# tankmate for oscar?



## bettyboop (Jun 4, 2010)

I have a 5" oscar in a 65 gal and would like to put a 3" green terror in with him. I dont think it would be a problem but perhaps someone here might know of issues with this arrangement? The oscar is very calm. Also can a clown loach live with them? Thanks, Betty


----------



## pistolpete (May 2, 2010)

Oscars vary in temperament as much as cats or dogs, so there is no definitive answer. Generally they are not aggressive and as long as there is no chance of eating their tank mates there is no problem.


----------



## hgi (Jun 13, 2010)

I agree, if the fish you want to put with the oscar will fit in its mouth then it's probably not a good choice. The oscar I had shared his 90g with 1 convict and 3 jewels and he was the boss of the tank.


----------



## eternity302 (Apr 22, 2010)

I have an oscar... it's been awhile.. he was in my 60 gallon long ago! Lived with a green terror for over a year.. one was 8" and the other was rougly 6"?
He snapped one day and ate him.. but he never ate the feeders I bought him.. wouldn't even hurt a guppy!
Gave it a few months and tried it with a severum rougly the same size.. perfectly fine.. still didn't wanna hurt a feeder goldfish.. came home one day.. found the tail of the severum sticking out of his mouth..!
And right now he resides with his new bestfriend a 2" convict... it's been 3 months... still nothing happening... but I'm guessing it's a matter of time!


----------



## Death's Sting (Apr 21, 2010)

don't buy anymore fish until u upgrade. otherwise, silver dollars make good tankmates. a 65 gallon is way too small for a O and GT.


----------



## bettyboop (Jun 4, 2010)

Hey, thanks for all the insights! I probably wont keep this oscar when he gets too big. I never even thought of silver dollars, I do like them, thanks deathsting.


----------



## Death's Sting (Apr 21, 2010)

bettyboop said:


> Hey, thanks for all the insights! I probably wont keep this oscar when he gets too big. I never even thought of silver dollars, I do like them, thanks deathsting.

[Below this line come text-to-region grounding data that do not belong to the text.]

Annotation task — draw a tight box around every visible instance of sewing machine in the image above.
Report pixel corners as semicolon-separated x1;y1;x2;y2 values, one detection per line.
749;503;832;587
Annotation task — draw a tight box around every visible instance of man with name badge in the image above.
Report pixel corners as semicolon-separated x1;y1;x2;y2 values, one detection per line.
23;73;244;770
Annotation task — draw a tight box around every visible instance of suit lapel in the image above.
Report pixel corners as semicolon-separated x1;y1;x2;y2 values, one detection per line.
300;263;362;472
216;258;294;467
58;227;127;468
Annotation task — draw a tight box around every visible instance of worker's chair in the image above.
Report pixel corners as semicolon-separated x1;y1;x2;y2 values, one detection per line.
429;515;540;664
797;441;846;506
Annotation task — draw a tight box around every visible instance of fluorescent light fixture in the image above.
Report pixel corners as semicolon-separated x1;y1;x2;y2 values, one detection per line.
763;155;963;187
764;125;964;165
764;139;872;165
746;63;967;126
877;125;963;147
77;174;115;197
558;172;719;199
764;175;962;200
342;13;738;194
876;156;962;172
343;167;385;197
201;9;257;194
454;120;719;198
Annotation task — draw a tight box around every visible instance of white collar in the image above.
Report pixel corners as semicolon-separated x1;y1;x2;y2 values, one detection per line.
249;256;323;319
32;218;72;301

Ur welcome! thats what i keep with mine:


----------



## bettyboop (Jun 4, 2010)

He/she is very beautiful!! I really like Oscars.


----------



## TCR (Jul 13, 2010)

I used to have an oscar and 1 big gt and one small one and they seemed fine. Very messy fish tho


----------



## gimlid (Apr 23, 2010)

eternity302 said:


> I have an oscar... it's been awhile.. he was in my 60 gallon long ago! Lived with a green terror for over a year.. one was 8" and the other was rougly 6"?
> He snapped one day and ate him.. but he never ate the feeders I bought him.. wouldn't even hurt a guppy!
> Gave it a few months and tried it with a severum rougly the same size.. perfectly fine.. still didn't wanna hurt a feeder goldfish.. came home one day.. found the tail of the severum sticking out of his mouth..!
> And right now he resides with his new bestfriend a 2" convict... it's been 3 months... still nothing happening... but I'm guessing it's a matter of time!


I have never seen an oscar bag a convict and have see many try. Maybe when they are still very young and small.


----------



## jay_leask (Apr 22, 2010)

i have a 8" O with a 4" or 5" green terror, clown loaches and alot of other fish. i have had good luck with most of the oscars i have kept. i have only had one that would absolutely would not let me put anything else in the tank with it and the already established tankmates. i put a 4" TSN in and thought it would be fine and as soon as it hit the water it was in its mouth.


----------



## eternity302 (Apr 22, 2010)

gimlid said:


> I have never seen an oscar bag a convict and have see many try. Maybe when they are still very young and small.


Well.. they've been together for a long time... i hope it stays that way!


----------